Es wäre natürlich schön, wenn eine Projektion des WDR eintreten würde, die allerdings auf den völlig aus dem Ruder gelaufenen Zahlen abgeleitet wurde und damit nicht realistisch ist: In einer tabellarischen Übersicht findet man den Hinweis für 2030, dass 28,6 Mio. Menschen mit einer ausreichenden Rente versorgt sein werden. Wenn uns dieser Wert gelingen würde, hätten wir keine Altersarmut mehr. Wenn.

Foto: © Alexander Raths / Fotolia 

Kommentare:

Nachtengel Samael hat gesagt…

Darum traue ich halt keiner Statistik, die ich nicht selbst gefälscht habe.
Dabei frage ich mich allerdings immer nach dem "erkenntnisleitenden Interesse" der Verfasser solcher Nachrichten bzw. Fehlinformationen.

Rainer Kühne hat gesagt…

Heute werde ich mich wohl an die Buchstabenzählung halten können,reicht sogar noch für einen kleinen Verbesserungsvorschlag: VORHER den Hinweis UND oben einen kleinen Zähler , bitte !
ALTERSARMUT wird sicher DANN eine Gefahr bleiben, wenn POLITIK sich nicht endlich traut GRUNDGESETZ-KONFORME Lastenteilung durchzusetzen, wenn sich nicht auch GESELLSCHAFTLICH DEMOKRATIE-FORDERNDE Strukturen einrichten, wenn KEINE WERT-BILDENDEN und -BINDENDEN Gemeinsamkeiten heran wachsen, wenn also unsere Gesellschaft sich weiterhin so auf Vorherrschaft von ADMINISTRATIVEN Variablen und Strukturen verlässt.
DIESER WEG der " MASSEN-ALTERSARMUT " zeigt schon seine Spuren in fast Jahrzehnten, gezeigt überdeutlich in der Bedienungspraxis STAATLICHER Instanzen, dem VERSAGEN SOZIAL-RECHTLICHER Kontrolle,der Abweisung Bürgerlicher RECHTE, schlicht und dennoch erschreckend ver-deckt durch stete Aushöhlung DEMOKRATISCHER Gesinnung. Diese findet ihren Niedergang in der Qualität des Parlamentes durch die mängel-behaftete Qualifikation der in der Verantwortung stehenden Parteien
UND die die SEHR GERING ausgebildete Reife der STAATSBÜRGER in ihrem Bewusstsein als TRÄGER DIESES STAATES, als GLIED des STAATSVOLKES, das für sich die WÜRDE als SOUVERÄN zu beanspruchen das RECHT hat !
Ich gebe zu bedenken, dass heute Mittwoch ist, es ist also nicht das
>>> WORT zum SONNTAG <<<, es darf auch anders gedacht werden ! Und zwar HIER, es ist der Platz, an dem das Element des " SOZIALEN " zu-rück geführt werden kann auf des Wortes Stamm: SOZIUS - der Wegbe-gleiter, der uns täglich begegnet. WIR MÜSSEN IHN NUR SEHEN und ALS GLEICHEN UNTER GLEICHEN ANERKENNEN !
Na, war ich gut im Zeilenzähler, ich werd's erfahren, jetzt, aber zu spät !

Anonym hat gesagt…

Wir sind längst kein 80 Millionen Volk mehr,wenn man die Menschen mit Wurzeln im Ausland heraus rechnet.
Müsste man aus Deutschland fliehen, würden viele der Menschen die ihre Wurzeln im Ausland haben fliehen und viele Einheimische die Geld haben.

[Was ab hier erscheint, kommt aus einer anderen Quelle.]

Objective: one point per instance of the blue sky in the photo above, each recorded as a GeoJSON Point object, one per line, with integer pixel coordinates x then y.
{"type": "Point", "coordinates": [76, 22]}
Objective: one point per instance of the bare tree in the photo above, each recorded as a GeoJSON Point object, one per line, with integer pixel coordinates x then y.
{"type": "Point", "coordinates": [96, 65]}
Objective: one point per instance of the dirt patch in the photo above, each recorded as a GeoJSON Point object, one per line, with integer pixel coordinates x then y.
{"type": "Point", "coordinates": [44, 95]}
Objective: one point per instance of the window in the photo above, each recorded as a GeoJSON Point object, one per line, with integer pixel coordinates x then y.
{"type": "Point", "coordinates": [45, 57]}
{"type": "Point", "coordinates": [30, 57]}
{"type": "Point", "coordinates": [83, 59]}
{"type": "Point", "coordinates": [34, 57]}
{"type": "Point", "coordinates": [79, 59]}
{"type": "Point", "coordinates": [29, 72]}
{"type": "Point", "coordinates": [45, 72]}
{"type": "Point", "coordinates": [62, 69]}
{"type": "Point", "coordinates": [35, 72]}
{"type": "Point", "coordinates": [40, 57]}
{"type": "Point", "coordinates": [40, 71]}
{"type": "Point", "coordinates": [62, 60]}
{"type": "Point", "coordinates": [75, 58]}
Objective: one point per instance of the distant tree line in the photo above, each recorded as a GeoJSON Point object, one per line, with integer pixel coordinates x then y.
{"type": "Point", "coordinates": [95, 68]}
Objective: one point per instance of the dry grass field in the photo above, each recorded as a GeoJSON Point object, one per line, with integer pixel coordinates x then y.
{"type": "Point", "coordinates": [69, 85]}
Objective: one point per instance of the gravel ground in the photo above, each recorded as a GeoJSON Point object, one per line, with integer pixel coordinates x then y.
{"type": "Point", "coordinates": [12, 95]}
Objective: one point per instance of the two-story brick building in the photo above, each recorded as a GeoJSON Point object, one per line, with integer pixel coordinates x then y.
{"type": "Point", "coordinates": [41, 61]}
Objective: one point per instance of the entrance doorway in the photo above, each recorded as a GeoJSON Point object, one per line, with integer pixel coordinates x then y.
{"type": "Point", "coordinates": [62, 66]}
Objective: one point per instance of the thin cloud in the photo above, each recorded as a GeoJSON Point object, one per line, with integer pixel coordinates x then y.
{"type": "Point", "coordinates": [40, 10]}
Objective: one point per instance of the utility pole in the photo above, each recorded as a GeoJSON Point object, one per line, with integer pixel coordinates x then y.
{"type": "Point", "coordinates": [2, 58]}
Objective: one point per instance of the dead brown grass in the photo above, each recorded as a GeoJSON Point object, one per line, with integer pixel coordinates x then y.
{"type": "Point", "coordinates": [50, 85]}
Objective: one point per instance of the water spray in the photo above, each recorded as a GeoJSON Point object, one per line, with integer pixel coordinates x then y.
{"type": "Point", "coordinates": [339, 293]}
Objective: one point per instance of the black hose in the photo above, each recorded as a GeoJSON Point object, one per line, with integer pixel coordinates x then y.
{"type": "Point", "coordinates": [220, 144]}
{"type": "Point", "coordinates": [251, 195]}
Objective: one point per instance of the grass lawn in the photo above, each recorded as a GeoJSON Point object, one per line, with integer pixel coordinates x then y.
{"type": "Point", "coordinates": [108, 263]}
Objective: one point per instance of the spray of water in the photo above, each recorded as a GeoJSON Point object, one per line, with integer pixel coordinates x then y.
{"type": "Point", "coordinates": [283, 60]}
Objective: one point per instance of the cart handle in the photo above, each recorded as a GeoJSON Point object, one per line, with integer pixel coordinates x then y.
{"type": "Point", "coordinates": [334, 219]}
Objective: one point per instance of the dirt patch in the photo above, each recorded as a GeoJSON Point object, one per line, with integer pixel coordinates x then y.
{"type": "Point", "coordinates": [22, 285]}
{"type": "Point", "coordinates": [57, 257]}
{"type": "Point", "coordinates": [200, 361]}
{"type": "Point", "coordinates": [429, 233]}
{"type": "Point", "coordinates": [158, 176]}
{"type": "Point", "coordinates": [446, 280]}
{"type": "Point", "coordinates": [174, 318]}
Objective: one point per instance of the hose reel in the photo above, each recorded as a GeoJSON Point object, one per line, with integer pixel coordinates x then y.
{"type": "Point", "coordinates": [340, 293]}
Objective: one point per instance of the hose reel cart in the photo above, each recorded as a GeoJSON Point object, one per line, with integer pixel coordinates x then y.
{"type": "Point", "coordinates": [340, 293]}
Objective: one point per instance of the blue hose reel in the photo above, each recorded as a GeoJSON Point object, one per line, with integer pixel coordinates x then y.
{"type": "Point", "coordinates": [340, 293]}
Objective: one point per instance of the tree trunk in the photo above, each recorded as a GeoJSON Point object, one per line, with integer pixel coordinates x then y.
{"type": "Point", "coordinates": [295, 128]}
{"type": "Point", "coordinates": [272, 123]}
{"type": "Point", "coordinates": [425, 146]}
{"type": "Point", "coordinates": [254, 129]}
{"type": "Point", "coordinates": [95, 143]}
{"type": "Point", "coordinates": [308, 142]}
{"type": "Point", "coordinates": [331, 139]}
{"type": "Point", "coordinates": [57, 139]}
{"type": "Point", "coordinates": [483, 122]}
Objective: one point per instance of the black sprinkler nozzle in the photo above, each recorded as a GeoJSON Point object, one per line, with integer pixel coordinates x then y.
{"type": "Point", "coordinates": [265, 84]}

»2030 werden von 53,7 Mio Rentnern etwa 25,1 Mio. von Altersarmut bedroht sein.«

Über die Hälfte der Bevölkerung sollen Rentner sein.Das ist absurd.
Das stimmt natürlich nicht.

Traue nie einer Statistik die du nicht selbst gefälscht hast.


Anonym hat gesagt…

Es ist das selbe Thema wie beim IWF in Groechenland. Man nimmt eine bittere Armut innerhalb der Gesellschaft schlicht in Kauf ohne auch nur wenigstens einmal an eine höhere Abgabenpflicht für Superreiche zu denken. Das ganze System ist kaputt, denn es vertritt allein die Intressen der Reichen. Das wird sich niemals ändern, es sei den es gibt eine Revolution! FANGT ENDLICH AN ZU PLANEN, ES GIBT KEINE ALTERNATIVE ZU EINER UMFASSENDEN REVOLUTION!!!

Stefan Sell hat gesagt…

Sehr geehrter Herr Kühne,

neben der Tatsache, dass Sie bislang der erste Fall waren, bei dem der Platz für einen Kommentar nicht ausgereicht hat - einen Zähler kann ich hier nicht einbauen, denn ich bin nicht Programmierer dieser Seite, sondern das ist ein Google-Produkt, das ich gerne nutze. Ein entsprechendes Gadget, wie Sie es sich wünschen, ist mir noch nicht untergekommen, so dass ich ihrem Wunsch nicht entsprechen kann.
Mögliche Lösung: Einfach ein wenig kürzer fassen.
Oder wenn es denn mehr sein muss, auf zwei oder drei Kommentare aufspalten.